One of my favorite things about weddings is the cake. I love cake. I love frosting. I love to eat. (My waistline agrees... unfortunately.) With that said, brides seem to be split down the middle on whether or not the cake is an important part of the wedding plans. On the one hand, you may think it is a centerpiece for your wedding reception, on the other, you may think it is a great place to trim the budget since no one will remember how the cake tasted. Well, I think both brides are wrong on this one.
Yes, the cake is a monumental piece of your reception. After all, there is an entire "ceremony" just for cake cutting. It can also help bring the theme of your wedding into the reception. However, consider that maybe the bride and groom should be the focus of the reception. You do not want a cake that upstages a bride. The cake is still important, but it doesn't need to chew up the entire reception budget.
So, to start planning your cake budget, you need to decide how much cake and how elaborate you want it to be. Cake shops can help you determine the amount of cake needed based on how many guests you expect. If your venue offers cakes, they may add a plate charge for cake ordered from another vendor. I have seen the plate charge cost up to $3/person and I know it can be much higher. This is the cost of having your venue cut the cake. Yes, it seems silly, but that's how it goes. Likewise, the more intricate the detail work on your cake, the higher your price will go. Multiple flavors may cost more, etc., etc.
Make sure you know exactly who will be cutting the cake. Is this something the bakery offers? Your venue? Is your aunt or cousin or someone else cutting the cake? Also, make sure your venue or caterer knows you need extra plates for the cake. I have had to cut wedding cakes on 3 occasions. I'm the first to admit that I am not very good at it. Yes, there is a science to cutting a wedding cake without making a mess of it.
Go modern or fun! Have you considered having cupcakes, cakes at each table, or even pies at your reception? You don't have to pick a cake because it is traditional. My all time favorite wedding "cake" was actually a bunt cake. It was the best tasting cake I have ever had and I still have dreams about it. Not to mention, the table was overflowing with mini bunt cakes which eliminated the need to cut slices of cake for all the guests (a process that can take up to 30 minutes.) This can also help you save plating charges if your venue has those.
Sampling is fun, but generally, sample cakes are made with flavor in mind while a wedding cake is generally made with design in mind. I have had some terrible cake at receptions where a high-priced, well-known baker was hired. (That's not to say it wasn't an insanely beautiful cake.) Likewise, I have had some amazingly tasty cakes from King Soopers, of all places. Do not base everything on a taste test.
Unfortunately it doesn't seem that taste and design go hand in hand at every bakery. This is typically because bakers with better designs are hired by multiple brides for the same date. This generally means they are baking cakes and freezing them for long periods of time. This can also happen at a bakery that hires multiple people to keep up with their demand. I highly recommend deciding upfront which is more important and asking for referrals. It is the wedding guests that remember the taste of the cake, the bride usually remembers how beautiful it was.

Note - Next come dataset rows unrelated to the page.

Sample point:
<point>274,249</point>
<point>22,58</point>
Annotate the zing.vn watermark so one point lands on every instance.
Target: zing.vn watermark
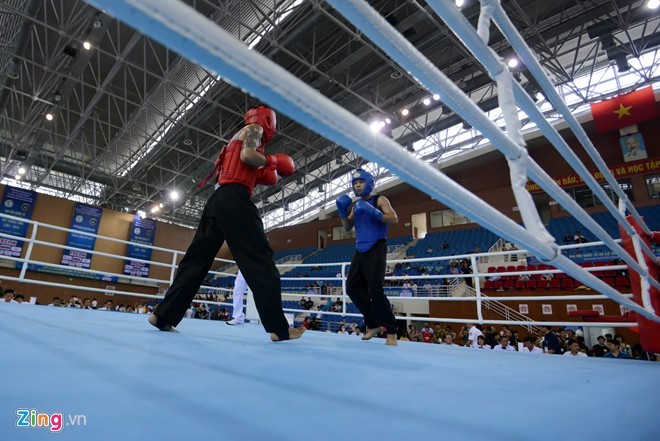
<point>54,422</point>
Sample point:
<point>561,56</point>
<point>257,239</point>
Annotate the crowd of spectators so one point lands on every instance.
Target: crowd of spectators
<point>565,342</point>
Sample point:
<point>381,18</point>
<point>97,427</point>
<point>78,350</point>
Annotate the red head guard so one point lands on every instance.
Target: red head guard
<point>266,118</point>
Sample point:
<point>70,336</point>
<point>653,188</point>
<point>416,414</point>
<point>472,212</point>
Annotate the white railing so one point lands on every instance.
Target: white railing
<point>501,309</point>
<point>437,292</point>
<point>290,258</point>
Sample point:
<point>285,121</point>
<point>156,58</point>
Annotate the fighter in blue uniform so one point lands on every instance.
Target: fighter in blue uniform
<point>370,214</point>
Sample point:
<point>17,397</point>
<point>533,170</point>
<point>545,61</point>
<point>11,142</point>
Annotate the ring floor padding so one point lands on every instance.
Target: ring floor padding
<point>213,381</point>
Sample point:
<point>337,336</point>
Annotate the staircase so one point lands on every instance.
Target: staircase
<point>400,252</point>
<point>502,310</point>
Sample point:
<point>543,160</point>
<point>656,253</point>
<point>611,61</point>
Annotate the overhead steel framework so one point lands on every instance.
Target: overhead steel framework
<point>133,121</point>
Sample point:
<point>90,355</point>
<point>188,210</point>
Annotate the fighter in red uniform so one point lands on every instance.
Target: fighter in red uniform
<point>230,215</point>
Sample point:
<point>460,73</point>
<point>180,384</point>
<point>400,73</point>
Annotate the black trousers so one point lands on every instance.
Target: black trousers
<point>364,285</point>
<point>229,215</point>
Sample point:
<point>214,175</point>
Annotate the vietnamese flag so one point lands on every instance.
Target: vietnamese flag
<point>625,110</point>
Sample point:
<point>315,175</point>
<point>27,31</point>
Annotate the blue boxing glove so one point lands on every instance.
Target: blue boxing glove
<point>343,203</point>
<point>365,208</point>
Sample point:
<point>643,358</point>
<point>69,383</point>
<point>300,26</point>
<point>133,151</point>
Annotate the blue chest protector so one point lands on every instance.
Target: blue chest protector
<point>369,230</point>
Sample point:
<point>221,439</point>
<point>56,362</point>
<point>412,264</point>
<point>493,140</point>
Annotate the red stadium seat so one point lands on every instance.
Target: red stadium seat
<point>567,283</point>
<point>622,281</point>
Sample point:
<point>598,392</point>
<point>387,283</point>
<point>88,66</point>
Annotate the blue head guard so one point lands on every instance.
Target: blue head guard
<point>368,182</point>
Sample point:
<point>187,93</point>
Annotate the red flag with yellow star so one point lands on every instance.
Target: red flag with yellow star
<point>625,110</point>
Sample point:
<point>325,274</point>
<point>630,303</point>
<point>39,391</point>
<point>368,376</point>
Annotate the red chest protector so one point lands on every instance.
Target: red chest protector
<point>228,168</point>
<point>235,171</point>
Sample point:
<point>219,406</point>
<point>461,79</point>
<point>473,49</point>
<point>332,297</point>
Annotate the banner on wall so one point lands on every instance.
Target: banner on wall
<point>618,171</point>
<point>20,203</point>
<point>143,232</point>
<point>625,110</point>
<point>87,219</point>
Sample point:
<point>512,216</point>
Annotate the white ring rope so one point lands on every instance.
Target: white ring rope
<point>188,32</point>
<point>518,43</point>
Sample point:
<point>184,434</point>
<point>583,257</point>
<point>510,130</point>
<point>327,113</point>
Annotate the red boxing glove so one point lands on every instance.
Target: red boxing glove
<point>281,162</point>
<point>266,176</point>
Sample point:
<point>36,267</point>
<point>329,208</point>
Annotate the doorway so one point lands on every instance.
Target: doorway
<point>418,221</point>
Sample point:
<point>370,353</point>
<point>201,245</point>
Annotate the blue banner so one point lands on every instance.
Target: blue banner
<point>20,203</point>
<point>70,273</point>
<point>85,218</point>
<point>143,232</point>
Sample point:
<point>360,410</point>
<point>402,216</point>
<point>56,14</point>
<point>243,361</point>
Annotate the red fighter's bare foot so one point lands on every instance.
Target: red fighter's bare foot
<point>371,333</point>
<point>153,320</point>
<point>294,333</point>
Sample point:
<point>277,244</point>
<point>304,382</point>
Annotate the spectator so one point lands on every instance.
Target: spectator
<point>427,335</point>
<point>623,346</point>
<point>438,333</point>
<point>551,341</point>
<point>9,296</point>
<point>579,238</point>
<point>530,347</point>
<point>504,345</point>
<point>473,335</point>
<point>413,333</point>
<point>481,343</point>
<point>613,345</point>
<point>574,349</point>
<point>600,348</point>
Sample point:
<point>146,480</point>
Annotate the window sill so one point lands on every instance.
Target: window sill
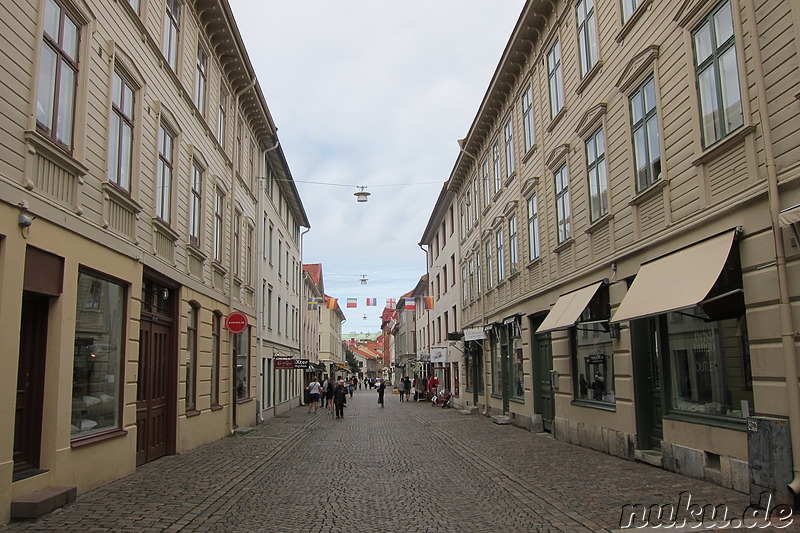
<point>648,193</point>
<point>631,22</point>
<point>563,246</point>
<point>720,147</point>
<point>587,79</point>
<point>595,404</point>
<point>100,437</point>
<point>600,223</point>
<point>556,119</point>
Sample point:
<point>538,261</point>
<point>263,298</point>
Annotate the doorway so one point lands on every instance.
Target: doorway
<point>30,384</point>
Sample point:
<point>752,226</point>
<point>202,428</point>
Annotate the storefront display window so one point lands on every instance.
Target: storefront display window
<point>99,352</point>
<point>709,364</point>
<point>594,360</point>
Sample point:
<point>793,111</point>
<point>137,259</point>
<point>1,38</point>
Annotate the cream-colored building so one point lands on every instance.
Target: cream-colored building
<point>627,169</point>
<point>133,137</point>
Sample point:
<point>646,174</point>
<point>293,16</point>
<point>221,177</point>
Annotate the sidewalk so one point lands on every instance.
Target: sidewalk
<point>408,467</point>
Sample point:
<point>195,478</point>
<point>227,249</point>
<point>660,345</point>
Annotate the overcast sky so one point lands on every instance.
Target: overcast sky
<point>372,93</point>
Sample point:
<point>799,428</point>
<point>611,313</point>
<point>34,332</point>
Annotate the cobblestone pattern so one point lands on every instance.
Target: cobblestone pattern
<point>409,467</point>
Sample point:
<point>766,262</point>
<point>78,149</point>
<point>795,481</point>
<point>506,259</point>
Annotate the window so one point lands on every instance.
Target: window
<point>191,358</point>
<point>241,354</point>
<point>562,205</point>
<point>596,168</point>
<point>489,265</point>
<point>216,320</point>
<point>237,244</point>
<point>527,118</point>
<point>219,227</point>
<point>628,7</point>
<point>222,117</point>
<point>555,79</point>
<point>533,228</point>
<point>196,204</point>
<point>485,174</point>
<point>646,146</point>
<point>99,355</point>
<point>120,133</point>
<point>201,79</point>
<point>166,141</point>
<point>717,75</point>
<point>249,255</point>
<point>501,267</point>
<point>587,35</point>
<point>512,243</point>
<point>496,167</point>
<point>508,137</point>
<point>169,45</point>
<point>58,75</point>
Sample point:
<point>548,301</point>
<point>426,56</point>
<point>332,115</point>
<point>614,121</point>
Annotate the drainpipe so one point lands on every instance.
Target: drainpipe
<point>788,334</point>
<point>238,95</point>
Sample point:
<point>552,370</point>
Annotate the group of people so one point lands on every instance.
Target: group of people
<point>332,394</point>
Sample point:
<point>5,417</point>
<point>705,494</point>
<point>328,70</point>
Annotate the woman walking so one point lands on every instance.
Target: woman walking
<point>381,390</point>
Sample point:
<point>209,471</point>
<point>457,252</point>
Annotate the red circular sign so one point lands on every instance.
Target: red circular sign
<point>236,322</point>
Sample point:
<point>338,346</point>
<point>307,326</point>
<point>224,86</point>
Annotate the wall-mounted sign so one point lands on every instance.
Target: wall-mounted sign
<point>236,322</point>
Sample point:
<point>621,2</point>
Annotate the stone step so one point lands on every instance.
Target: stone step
<point>42,501</point>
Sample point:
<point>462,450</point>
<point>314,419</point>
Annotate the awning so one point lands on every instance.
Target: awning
<point>675,281</point>
<point>568,308</point>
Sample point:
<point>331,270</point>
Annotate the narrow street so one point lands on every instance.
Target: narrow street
<point>407,467</point>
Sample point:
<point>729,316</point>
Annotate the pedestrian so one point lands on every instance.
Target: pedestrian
<point>381,389</point>
<point>313,394</point>
<point>340,398</point>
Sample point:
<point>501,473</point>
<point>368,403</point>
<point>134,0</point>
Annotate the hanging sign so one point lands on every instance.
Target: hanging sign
<point>236,322</point>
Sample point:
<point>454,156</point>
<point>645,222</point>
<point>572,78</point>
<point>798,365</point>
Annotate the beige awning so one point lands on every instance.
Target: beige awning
<point>568,308</point>
<point>675,281</point>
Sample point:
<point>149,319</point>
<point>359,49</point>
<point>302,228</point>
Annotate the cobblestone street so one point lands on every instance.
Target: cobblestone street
<point>407,467</point>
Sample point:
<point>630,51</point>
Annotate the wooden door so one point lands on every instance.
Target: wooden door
<point>30,382</point>
<point>152,405</point>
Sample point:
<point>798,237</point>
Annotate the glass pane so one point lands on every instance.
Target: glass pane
<point>66,105</point>
<point>703,45</point>
<point>709,107</point>
<point>99,352</point>
<point>70,38</point>
<point>723,24</point>
<point>52,18</point>
<point>731,97</point>
<point>45,97</point>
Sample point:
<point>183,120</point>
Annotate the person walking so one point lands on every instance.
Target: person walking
<point>381,390</point>
<point>313,394</point>
<point>339,398</point>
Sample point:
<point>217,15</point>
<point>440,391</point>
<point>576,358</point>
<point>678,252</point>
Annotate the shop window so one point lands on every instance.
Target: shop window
<point>99,353</point>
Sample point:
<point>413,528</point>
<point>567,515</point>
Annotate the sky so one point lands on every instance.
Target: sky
<point>375,94</point>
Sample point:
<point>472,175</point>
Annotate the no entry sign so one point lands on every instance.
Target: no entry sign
<point>236,322</point>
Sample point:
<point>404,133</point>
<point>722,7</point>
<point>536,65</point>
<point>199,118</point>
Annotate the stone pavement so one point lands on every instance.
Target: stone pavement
<point>409,467</point>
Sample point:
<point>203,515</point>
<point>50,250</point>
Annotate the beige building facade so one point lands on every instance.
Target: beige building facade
<point>133,137</point>
<point>633,286</point>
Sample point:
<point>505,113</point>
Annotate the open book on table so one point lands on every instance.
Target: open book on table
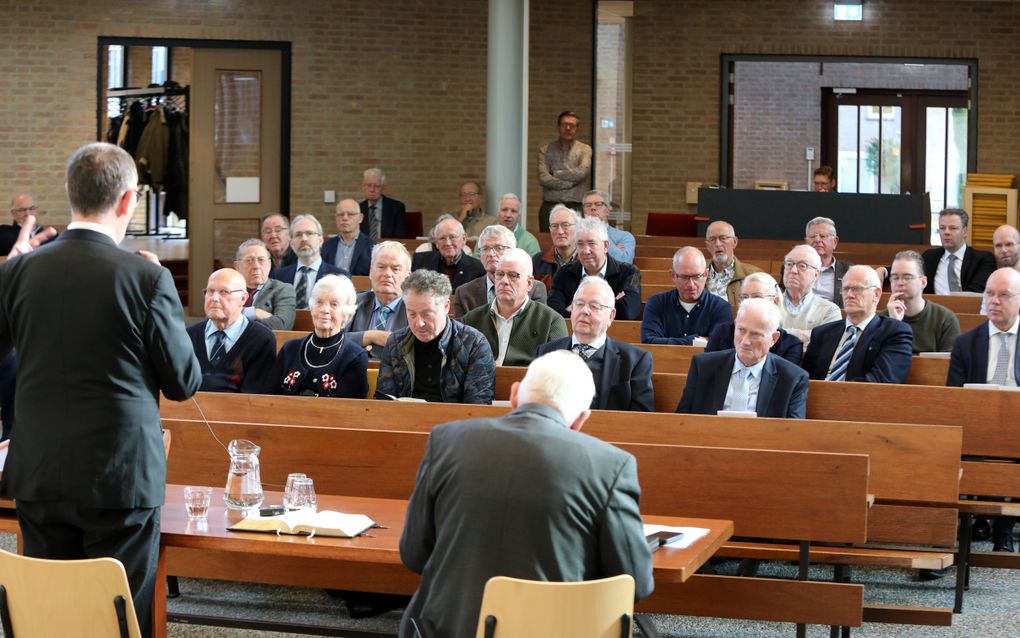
<point>325,523</point>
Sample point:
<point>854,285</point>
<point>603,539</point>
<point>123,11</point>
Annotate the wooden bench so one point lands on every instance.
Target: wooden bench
<point>822,497</point>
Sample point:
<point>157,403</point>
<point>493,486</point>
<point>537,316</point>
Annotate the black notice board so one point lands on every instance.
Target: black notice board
<point>782,214</point>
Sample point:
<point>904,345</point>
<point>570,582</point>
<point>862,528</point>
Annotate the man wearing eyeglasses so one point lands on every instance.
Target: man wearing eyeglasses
<point>350,249</point>
<point>306,240</point>
<point>622,372</point>
<point>864,346</point>
<point>562,222</point>
<point>726,272</point>
<point>934,326</point>
<point>514,325</point>
<point>493,243</point>
<point>564,168</point>
<point>235,354</point>
<point>621,243</point>
<point>448,256</point>
<point>678,316</point>
<point>269,301</point>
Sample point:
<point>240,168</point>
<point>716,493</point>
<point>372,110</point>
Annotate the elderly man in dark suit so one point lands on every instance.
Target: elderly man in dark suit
<point>350,249</point>
<point>593,258</point>
<point>449,256</point>
<point>865,346</point>
<point>956,266</point>
<point>565,508</point>
<point>270,301</point>
<point>384,216</point>
<point>88,471</point>
<point>380,310</point>
<point>622,372</point>
<point>748,378</point>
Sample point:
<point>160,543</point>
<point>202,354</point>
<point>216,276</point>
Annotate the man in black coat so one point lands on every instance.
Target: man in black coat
<point>99,334</point>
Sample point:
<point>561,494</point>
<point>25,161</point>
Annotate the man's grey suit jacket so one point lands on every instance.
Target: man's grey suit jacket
<point>521,496</point>
<point>473,294</point>
<point>276,298</point>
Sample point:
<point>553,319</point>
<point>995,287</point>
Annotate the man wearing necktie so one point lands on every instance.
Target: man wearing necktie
<point>383,216</point>
<point>865,346</point>
<point>748,377</point>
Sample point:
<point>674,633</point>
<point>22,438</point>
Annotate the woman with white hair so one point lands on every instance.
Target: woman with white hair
<point>324,362</point>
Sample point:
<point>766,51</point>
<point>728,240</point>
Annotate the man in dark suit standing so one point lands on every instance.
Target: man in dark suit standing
<point>306,233</point>
<point>622,372</point>
<point>864,346</point>
<point>380,310</point>
<point>99,334</point>
<point>592,238</point>
<point>449,256</point>
<point>956,266</point>
<point>384,216</point>
<point>350,249</point>
<point>564,509</point>
<point>748,378</point>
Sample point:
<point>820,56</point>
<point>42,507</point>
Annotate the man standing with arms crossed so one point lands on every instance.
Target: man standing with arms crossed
<point>100,334</point>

Ask your baker how their batters are made. The better bakers make their batters from scratch. Not to mention, I have overheard a guest at a reception commenting on how the cake tastes like a box mix. Personally, I love box mix cakes, but if you are going for a classy affair, that may not be the remark you want to hear.
If you have any special considerations like dietary restrictions or certain flavors you want, you might want to look for a baker who specializes in that. Speaking of flavors, the largest layer of cake should be the flavor that will be most popular. (9 times out of 10 the chocolate cake is most popular.) You don't necessarily want to base this on your favorite cake flavor, or you could end up taking home 20 pounds of banana flavored cake.
How far away is your baker from your venue? If they are driving your cake 45 miles to your venue, it will be 44 times more likely that your cake will slide or have an accident than a baker who only travels 1 mile to your venue. Accidents happen, but you can minimize that chance.
I once had a baker tell me that if you freeze your top cake for a year, you will be disappointed. They told me to freeze it and eat it on my one week anniversary instead. Apparently, the quality of a cake, even in the freezer, does degrade over time. I think a one week anniversary cake sounds scrumptious!
Fondant is not the enemy. Fondant is that gorgeous, yet typically disgusting stuff bakers put over a cake to make it nice and smooth. I will agree that "canned" fondant is nasty, however, homemade fondant can taste like marshmallows. So, ask your baker if they make their own fondant.
You can save some money by making the groom's cake yourself. Generally the groom's cake is not as important as the main cake. The point of it is to be a tasty confection that shows off your hubby's inner geek, whether it be about sports teams, hobbies, or an inside joke...
Finally, make sure you take time to eat a piece of cake. Not just the piece that was shoved up your nose. I always grab a plate of each flavor of cake for our brides and grooms as they can easily be overlooked due to the fact that they are dancing, entertaining guests, or wishing farewells. Have someone close to you plan to do this for you. Otherwise, you might really end up having a cake but not eating it, too.